Ces avancées sociales s’inscrivent dans les engagements économiques et sociaux pris par les restaurateurs en contrepartie de cette nouvelle niche fiscale. A l’origine, la profession s’était engagée en avril 2009 à répartir la baisse de la TVA en trois tiers entre les consommateurs, les salariés et le développement des entreprises (mises aux normes, ouverture d’établissements…). Le bilan sur les créations d’emploi et sur la hausse du pouvoir d’achat des consommateurs de ce cadeau gouvernemental de 2,4 milliards d’euros par an fait débat (lire encadré ci-contre).

Le seul impact positif confirmé concerne le volet social, avec notamment la signature d’un accord de branche sur la revalorisation des salaires, la mise en place d’une prime annuelle et d’une mutuelle santé. « L’accord a été suivi d’effets, les employeurs des petites entreprises ont joué le jeu, même si nous sommes conscients que cette attitude est liée à la baisse de la TVA », déclare Stéphane Fustec, secrétaire fédéral de la CGT commerce et services, signataire de l’accord.

Par ailleurs, il estime que « la plupart des grosses entreprises » du secteur ont attribué à leurs salariés des avantages supérieurs à ce que prévoit l’accord de branche.
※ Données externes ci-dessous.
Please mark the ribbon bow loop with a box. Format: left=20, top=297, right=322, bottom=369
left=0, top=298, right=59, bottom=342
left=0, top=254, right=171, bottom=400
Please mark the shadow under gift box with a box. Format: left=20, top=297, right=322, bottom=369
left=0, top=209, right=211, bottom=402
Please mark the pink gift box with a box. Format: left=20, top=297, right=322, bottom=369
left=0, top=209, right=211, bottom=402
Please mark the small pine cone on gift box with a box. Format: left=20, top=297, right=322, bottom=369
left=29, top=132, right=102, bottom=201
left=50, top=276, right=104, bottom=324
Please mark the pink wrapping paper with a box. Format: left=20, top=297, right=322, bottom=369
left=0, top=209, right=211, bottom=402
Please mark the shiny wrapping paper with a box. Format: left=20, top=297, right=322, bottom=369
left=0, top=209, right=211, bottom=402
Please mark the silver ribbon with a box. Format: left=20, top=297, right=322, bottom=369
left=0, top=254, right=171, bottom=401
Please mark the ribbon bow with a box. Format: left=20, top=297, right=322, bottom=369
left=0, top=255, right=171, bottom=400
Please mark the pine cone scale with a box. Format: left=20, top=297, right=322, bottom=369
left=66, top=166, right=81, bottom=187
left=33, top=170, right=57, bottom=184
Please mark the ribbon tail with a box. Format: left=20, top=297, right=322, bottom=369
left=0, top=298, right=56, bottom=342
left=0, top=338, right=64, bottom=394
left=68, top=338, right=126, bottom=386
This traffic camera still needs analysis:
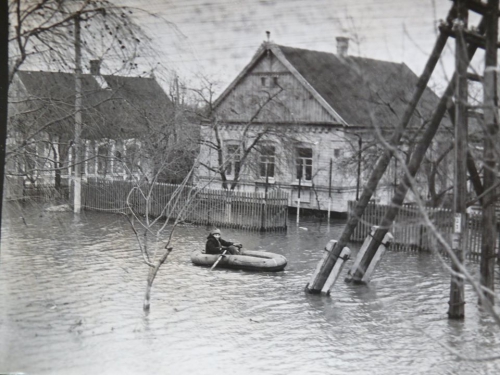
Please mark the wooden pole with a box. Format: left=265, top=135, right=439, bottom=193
left=448, top=0, right=469, bottom=319
left=356, top=134, right=363, bottom=202
left=305, top=5, right=458, bottom=293
left=0, top=1, right=9, bottom=238
left=479, top=0, right=499, bottom=303
left=297, top=175, right=302, bottom=225
left=73, top=14, right=82, bottom=214
left=305, top=5, right=472, bottom=293
left=327, top=158, right=333, bottom=228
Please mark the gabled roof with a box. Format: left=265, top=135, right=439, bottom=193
left=215, top=42, right=438, bottom=126
left=12, top=71, right=172, bottom=139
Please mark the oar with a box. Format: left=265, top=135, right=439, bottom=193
left=210, top=249, right=227, bottom=271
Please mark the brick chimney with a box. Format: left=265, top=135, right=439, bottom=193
left=90, top=60, right=101, bottom=76
left=336, top=36, right=349, bottom=57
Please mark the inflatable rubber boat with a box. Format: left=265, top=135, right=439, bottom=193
left=191, top=250, right=287, bottom=272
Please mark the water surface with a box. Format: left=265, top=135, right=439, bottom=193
left=0, top=206, right=500, bottom=375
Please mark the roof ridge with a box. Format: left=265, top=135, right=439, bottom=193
left=275, top=44, right=404, bottom=65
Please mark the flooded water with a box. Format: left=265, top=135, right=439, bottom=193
left=0, top=207, right=500, bottom=375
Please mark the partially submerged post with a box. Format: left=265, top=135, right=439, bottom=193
left=327, top=158, right=333, bottom=229
left=306, top=3, right=484, bottom=293
left=479, top=0, right=500, bottom=303
left=448, top=0, right=469, bottom=319
left=306, top=5, right=458, bottom=293
left=310, top=240, right=351, bottom=295
left=345, top=226, right=394, bottom=284
left=297, top=172, right=302, bottom=224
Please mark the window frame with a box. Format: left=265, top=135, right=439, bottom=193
left=294, top=145, right=314, bottom=182
left=224, top=142, right=242, bottom=178
left=258, top=143, right=276, bottom=180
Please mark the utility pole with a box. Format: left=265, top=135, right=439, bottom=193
left=479, top=0, right=499, bottom=303
left=305, top=4, right=458, bottom=294
left=73, top=14, right=82, bottom=214
left=448, top=0, right=469, bottom=319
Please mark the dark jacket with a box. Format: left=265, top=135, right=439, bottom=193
left=205, top=235, right=233, bottom=254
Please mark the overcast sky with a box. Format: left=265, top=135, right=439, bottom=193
left=113, top=0, right=484, bottom=97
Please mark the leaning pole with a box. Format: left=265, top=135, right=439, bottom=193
left=305, top=4, right=484, bottom=294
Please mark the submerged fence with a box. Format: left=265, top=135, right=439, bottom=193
left=348, top=201, right=498, bottom=259
left=82, top=179, right=288, bottom=231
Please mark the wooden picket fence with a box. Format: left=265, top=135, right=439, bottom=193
left=82, top=179, right=288, bottom=231
left=348, top=201, right=498, bottom=259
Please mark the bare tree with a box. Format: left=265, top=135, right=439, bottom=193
left=191, top=78, right=307, bottom=190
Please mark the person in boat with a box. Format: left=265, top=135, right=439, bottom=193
left=205, top=228, right=242, bottom=255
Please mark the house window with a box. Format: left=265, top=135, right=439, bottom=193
left=125, top=143, right=140, bottom=175
left=259, top=145, right=276, bottom=178
left=97, top=145, right=110, bottom=176
left=226, top=145, right=241, bottom=176
left=295, top=147, right=312, bottom=181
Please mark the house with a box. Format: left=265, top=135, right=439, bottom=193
left=198, top=37, right=448, bottom=216
left=6, top=60, right=192, bottom=197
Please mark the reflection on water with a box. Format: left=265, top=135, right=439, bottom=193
left=0, top=203, right=500, bottom=374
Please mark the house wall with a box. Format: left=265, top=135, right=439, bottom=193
left=198, top=124, right=370, bottom=212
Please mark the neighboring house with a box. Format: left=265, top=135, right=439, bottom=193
left=6, top=60, right=195, bottom=197
left=198, top=38, right=448, bottom=212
Dans un rapport titré “Une mesure qui a fait ses preuves”, remis le 28 octobre dernier au gouvernement, le sénateur Michel Houel affirme de son côté que la mesure a notamment permis de distribuer 1 milliard d’euros sous forme de hausse de salaires.
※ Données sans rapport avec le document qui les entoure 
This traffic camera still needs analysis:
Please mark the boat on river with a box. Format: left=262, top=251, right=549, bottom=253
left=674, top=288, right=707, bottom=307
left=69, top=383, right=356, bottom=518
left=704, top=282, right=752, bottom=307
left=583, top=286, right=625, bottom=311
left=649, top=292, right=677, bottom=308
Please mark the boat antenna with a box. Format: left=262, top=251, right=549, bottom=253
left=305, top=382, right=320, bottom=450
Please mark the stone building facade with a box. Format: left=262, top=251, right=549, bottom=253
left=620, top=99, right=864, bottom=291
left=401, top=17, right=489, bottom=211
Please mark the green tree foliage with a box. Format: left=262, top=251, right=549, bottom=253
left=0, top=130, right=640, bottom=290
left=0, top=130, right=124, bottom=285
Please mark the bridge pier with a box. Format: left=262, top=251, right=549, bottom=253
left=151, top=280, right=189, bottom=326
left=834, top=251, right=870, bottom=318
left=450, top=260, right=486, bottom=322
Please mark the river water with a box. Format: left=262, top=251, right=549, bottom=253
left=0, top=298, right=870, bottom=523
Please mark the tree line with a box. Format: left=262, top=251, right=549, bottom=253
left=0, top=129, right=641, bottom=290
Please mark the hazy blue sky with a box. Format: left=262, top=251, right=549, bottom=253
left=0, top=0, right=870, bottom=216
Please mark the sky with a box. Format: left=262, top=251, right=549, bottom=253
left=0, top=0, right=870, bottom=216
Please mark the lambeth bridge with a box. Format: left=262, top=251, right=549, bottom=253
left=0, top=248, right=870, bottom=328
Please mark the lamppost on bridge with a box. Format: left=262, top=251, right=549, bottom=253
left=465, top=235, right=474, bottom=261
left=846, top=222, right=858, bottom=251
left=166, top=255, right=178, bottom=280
Niche fiscale remise en cause

Sera-ce suffisant pour sauver la baisse de la TVA, qu’une partie de la classe politique envisage aujourd’hui de remettre en cause, considérant que trop peu de restaurateurs ont joué le jeu ? « Il y a un risque que cette mesure ne s’inscrive pas dans la durée », estime Stéphane Fustec, qui ne voit pas la situation évoluer en 2011, mais peut-être en 2012. « Va-t-on revenir à 19,6 %, ou à un taux intermédiaire ? », s’interroge le syndicaliste. Il reste d’ailleurs très partagé sur l’opportunité d’une mesure qui a permis « un grand pas en avant » sur les conditions de travail, mais qui coûte cher à l’Etat.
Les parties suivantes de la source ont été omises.